上映、トークイベント、試飲会と盛り沢山の内容で大満足でした。

日本酒のドキュメンタリーというと、この作品を含め最近では3本の映画が撮られています。
その内の1本「一献の系譜」を鑑賞した後すぐに「KAMPAI」を見ましたが、全く違う作風だと感じました。
前者は系譜ということもあり、酒造りの技や想いなどベテラン杜氏が若い世代にバトンを渡していく姿が描かれていましたが、「KAMPAI」は更にアクティブな新世代が活躍する様子を映したものに思います。

日本酒を造る職人の汗や涙を見せるものではなく、日本酒の虜になった3人のユニークな人物を知っていくという内容でした。
この3人が本当に魅力的で、映画を見終わって数日経った今もフとした瞬間に思い出してしまいます。
小西監督がトークイベントでおっしゃっていましたが、この映画は日本酒にフォーカスを当ててとことんそれを描き出そうというよりも、主人公の中の一人、南部美人の蔵元 久慈さんとの出会いが制作の発端になったというのも納得です。
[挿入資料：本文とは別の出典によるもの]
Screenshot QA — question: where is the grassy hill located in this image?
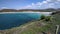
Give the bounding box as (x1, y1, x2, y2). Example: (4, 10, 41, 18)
(0, 11, 60, 34)
(0, 19, 53, 34)
(52, 12, 60, 33)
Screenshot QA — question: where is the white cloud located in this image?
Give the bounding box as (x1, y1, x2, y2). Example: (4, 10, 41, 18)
(48, 3, 55, 8)
(42, 1, 48, 4)
(20, 0, 60, 9)
(46, 0, 51, 2)
(36, 2, 42, 5)
(57, 0, 60, 1)
(1, 7, 8, 9)
(32, 3, 35, 6)
(20, 5, 32, 9)
(26, 5, 32, 8)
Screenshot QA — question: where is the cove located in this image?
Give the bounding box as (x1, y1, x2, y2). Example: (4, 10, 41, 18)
(0, 12, 41, 30)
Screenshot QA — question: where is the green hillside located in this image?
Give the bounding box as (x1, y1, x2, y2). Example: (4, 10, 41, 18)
(0, 11, 60, 34)
(52, 13, 60, 33)
(0, 20, 53, 34)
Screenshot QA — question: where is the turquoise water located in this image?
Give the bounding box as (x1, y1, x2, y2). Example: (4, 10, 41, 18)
(0, 13, 41, 30)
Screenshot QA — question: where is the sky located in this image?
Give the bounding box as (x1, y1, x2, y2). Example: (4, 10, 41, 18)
(0, 0, 60, 9)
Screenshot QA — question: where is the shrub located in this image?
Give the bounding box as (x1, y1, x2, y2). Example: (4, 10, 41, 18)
(40, 15, 46, 20)
(40, 15, 52, 21)
(45, 16, 52, 21)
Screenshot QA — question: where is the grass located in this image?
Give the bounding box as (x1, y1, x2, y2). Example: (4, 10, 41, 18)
(0, 13, 60, 34)
(0, 19, 53, 34)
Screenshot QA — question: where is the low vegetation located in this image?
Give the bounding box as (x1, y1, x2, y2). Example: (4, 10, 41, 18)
(0, 11, 60, 34)
(40, 14, 52, 21)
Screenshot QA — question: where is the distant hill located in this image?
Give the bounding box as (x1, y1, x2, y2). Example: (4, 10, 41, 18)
(0, 8, 60, 12)
(0, 9, 17, 12)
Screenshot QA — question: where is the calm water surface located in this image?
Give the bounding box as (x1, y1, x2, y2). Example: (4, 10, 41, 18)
(0, 13, 41, 30)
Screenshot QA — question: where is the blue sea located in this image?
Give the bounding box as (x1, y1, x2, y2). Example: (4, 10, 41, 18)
(0, 13, 41, 30)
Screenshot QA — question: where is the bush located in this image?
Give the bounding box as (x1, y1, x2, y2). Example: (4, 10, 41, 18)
(45, 16, 52, 21)
(40, 15, 52, 21)
(40, 15, 46, 20)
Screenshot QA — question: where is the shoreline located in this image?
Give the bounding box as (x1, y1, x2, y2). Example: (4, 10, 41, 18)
(0, 12, 52, 15)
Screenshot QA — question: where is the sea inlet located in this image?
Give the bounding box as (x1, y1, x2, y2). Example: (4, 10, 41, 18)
(0, 12, 52, 30)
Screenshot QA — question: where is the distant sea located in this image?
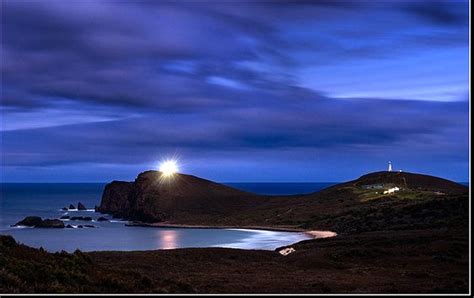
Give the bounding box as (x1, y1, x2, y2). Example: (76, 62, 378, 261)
(225, 182, 337, 195)
(0, 183, 337, 252)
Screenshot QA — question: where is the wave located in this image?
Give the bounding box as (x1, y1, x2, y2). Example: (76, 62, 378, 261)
(10, 225, 35, 229)
(214, 229, 309, 250)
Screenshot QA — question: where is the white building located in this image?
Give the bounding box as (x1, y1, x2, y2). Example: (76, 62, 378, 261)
(383, 187, 400, 194)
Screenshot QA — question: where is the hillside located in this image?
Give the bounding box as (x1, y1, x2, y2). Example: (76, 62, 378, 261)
(98, 170, 260, 222)
(98, 170, 468, 233)
(334, 171, 467, 194)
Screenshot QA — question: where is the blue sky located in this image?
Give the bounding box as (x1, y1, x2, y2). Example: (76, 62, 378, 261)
(0, 0, 469, 182)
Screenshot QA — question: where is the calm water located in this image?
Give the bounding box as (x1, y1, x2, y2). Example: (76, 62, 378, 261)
(0, 183, 333, 252)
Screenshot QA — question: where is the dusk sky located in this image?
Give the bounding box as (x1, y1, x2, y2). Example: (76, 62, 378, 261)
(0, 0, 469, 183)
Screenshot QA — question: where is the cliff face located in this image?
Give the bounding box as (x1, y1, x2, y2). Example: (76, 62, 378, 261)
(98, 171, 259, 222)
(98, 181, 135, 218)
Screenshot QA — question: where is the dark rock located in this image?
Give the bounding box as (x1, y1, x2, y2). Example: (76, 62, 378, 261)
(97, 181, 135, 216)
(14, 216, 43, 227)
(60, 215, 70, 219)
(70, 216, 92, 221)
(61, 207, 68, 211)
(77, 202, 87, 210)
(69, 204, 75, 209)
(66, 224, 74, 228)
(77, 225, 83, 228)
(84, 225, 95, 228)
(36, 219, 65, 228)
(97, 217, 109, 222)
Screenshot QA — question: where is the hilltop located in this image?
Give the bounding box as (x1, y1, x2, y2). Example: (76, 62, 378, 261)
(97, 170, 259, 223)
(337, 171, 467, 194)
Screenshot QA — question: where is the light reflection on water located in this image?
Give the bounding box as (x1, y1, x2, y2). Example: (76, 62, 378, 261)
(158, 229, 178, 250)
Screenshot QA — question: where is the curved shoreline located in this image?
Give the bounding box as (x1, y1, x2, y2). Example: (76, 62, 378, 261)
(125, 221, 337, 240)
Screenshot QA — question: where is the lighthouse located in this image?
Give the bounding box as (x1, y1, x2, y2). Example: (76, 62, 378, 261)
(388, 161, 392, 172)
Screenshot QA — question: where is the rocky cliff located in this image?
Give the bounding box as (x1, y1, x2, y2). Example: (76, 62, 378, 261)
(98, 170, 260, 222)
この映画で凄いと思ったのは、現代の日本を映すには避けて通れない東北の震災を真正面から捉えていた点。
福島にあった日本で一番海に近い酒蔵で働いていた方が登場したり、花見禁止お酒禁止の風潮に「東北の物を食べて、飲んで私たちを支えてくれ」とYouTubeで訴える久慈さんの姿が出てきたり、私の両隣に座っていたお客さんは2人とも涙していました。

海外と日本酒という関係をたっぷり知れたことも面白かったです。
京都のイギリス人杜氏ハーパーさんと日本酒ジャーナリストのゴントナーさんのインタビューはとても興味深い!
日本酒抱えてロンドンに降り立つ久慈さんが現地のバーで日本酒講座をする場面も、ゴントナーさんの教え子がアメリカで酒蔵を持つ場面も「日本酒で日本と世界を繋いでいる人がいる」と強く感動しました。